Glycerophosphodiester phosphodiesterase 1 (GDE1) acts as a potential tumor suppressor and is a novel therapeutic target for non-mucin-producing colon adenocarcinoma

View article
Bioinformatics and Genomics


Colorectal cancer is a common type of digestive cancer worldwide. Its incidence has increased rapidly in recent years and seriously impacts human health. In 2018, over 1.8 million new cases and 881,000 deaths were estimated to have occurred, accounting for about 1 in 10 cancer cases and deaths worldwide (Bray et al., 2018). Among cancer-related diseases, colorectal cancer ranks third in terms of incidence and second in terms of mortality (Bray et al., 2018). With changes in people’s lifestyles and dietary habits, China has experienced an upward trend in both the incidence and mortality of colorectal cancer in the last decade, which now rank fourth and fifth among cancers, respectively (Ministry of Health of the People’s Republic of China, 2016). Unlike other cancers, no single risk factor accounts for most cases of colorectal cancer (Brenner, Kloor & Pox, 2014). Dietary intake, nutritional status, physical activity and other changes have shown to be associated with pathogenesis and poor outcomes of colorectal cancer (Thanikachalam & Khan, 2019). Widely epidemiological and observational evidence showed the risk of colorectal cancer is strictly related to lifestyle, especially to diet and physical activity (World Cancer Research Fund/American Institute for Cancer Research, 2007). In analytical case-control and cohort studies, risk is directly associated with the consumption of red and processed meat (Roncucci & Mariani, 2015).

The most common colorectal cancer is colon adenocarcinoma (COAD), which accounts for 66.1% of the disease (Ji et al., 2017). Overall COAD survival has not substantially improved over the past few decades (Liu, Chen & Xu, 2018) and its prognosis remains poor due to the delay in diagnosis, advanced stage of disease, and lack of histology-specific treatment (Al-Tonbary, Darwish & El-Hussein, 2013). Therefore, identification of novel biomarkers for early diagnosis and development of histology-specific targets is one of the foremost challenges for individual treatment of COAD.

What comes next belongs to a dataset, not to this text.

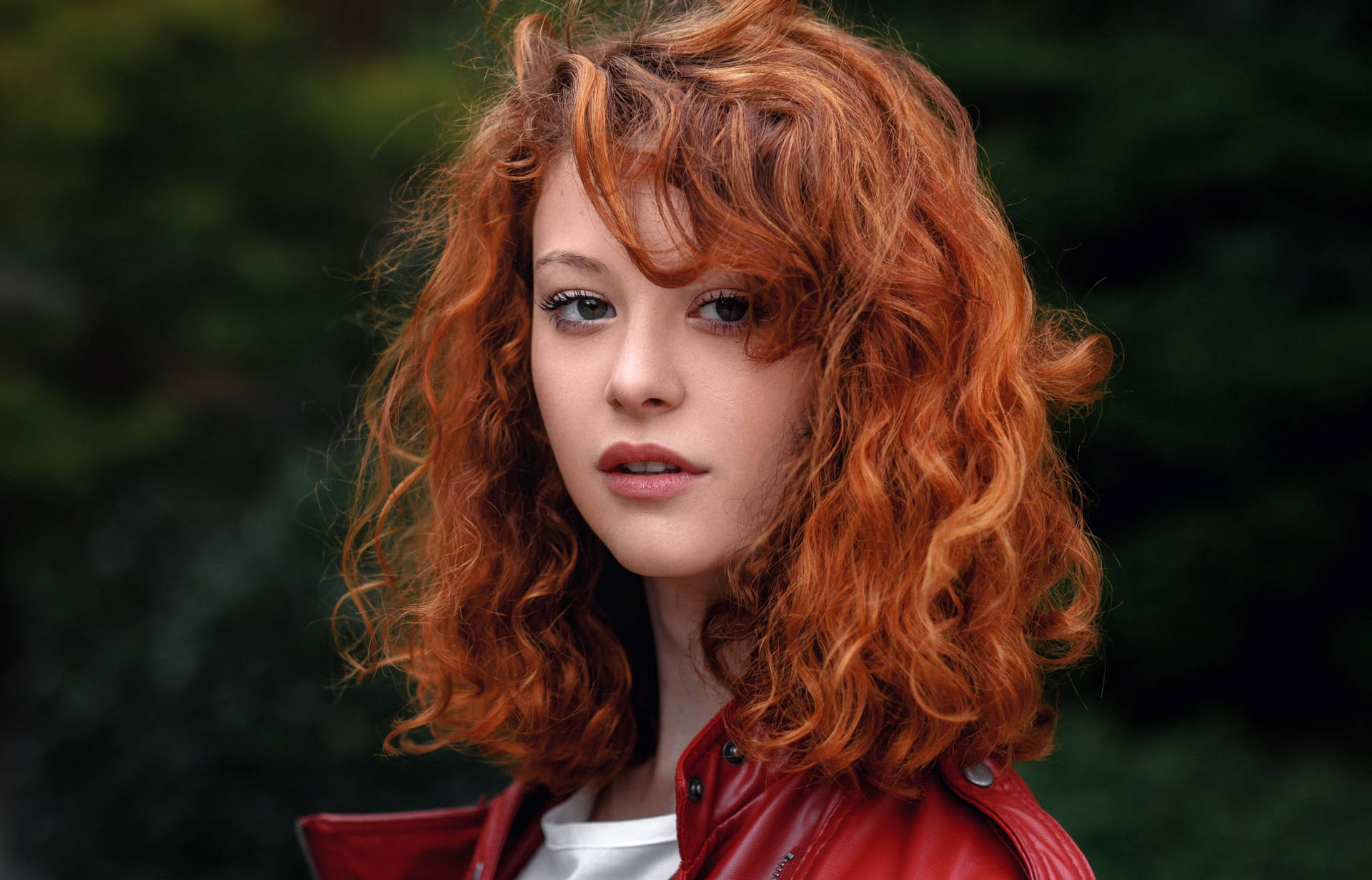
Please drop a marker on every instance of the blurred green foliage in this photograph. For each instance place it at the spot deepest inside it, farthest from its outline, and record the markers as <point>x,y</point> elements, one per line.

There is a strong and multifaceted connection between cell metabolism and cancer (Vander Heiden, Cantley & Thompson, 2009). Altered cellular metabolism can meet cancer cell anabolic demands that result from untethered cellular growth and aberrant differentiation. Metabolic reprogramming is widely observed during cancer development to confer cancer cells the ability to survive and proliferate, even under stressful conditions, such as limited nutrients (Li & Zhang, 2016). Energy metabolism reprogramming, which fuels fast cell growth and proliferation by adjustments in energy metabolism, is considered an emerging hallmark of cancer (Hanahan & Weinberg, 2011). Thus, new strategies for treating various malignancies by targeting cancer metabolism are gaining increasing attention.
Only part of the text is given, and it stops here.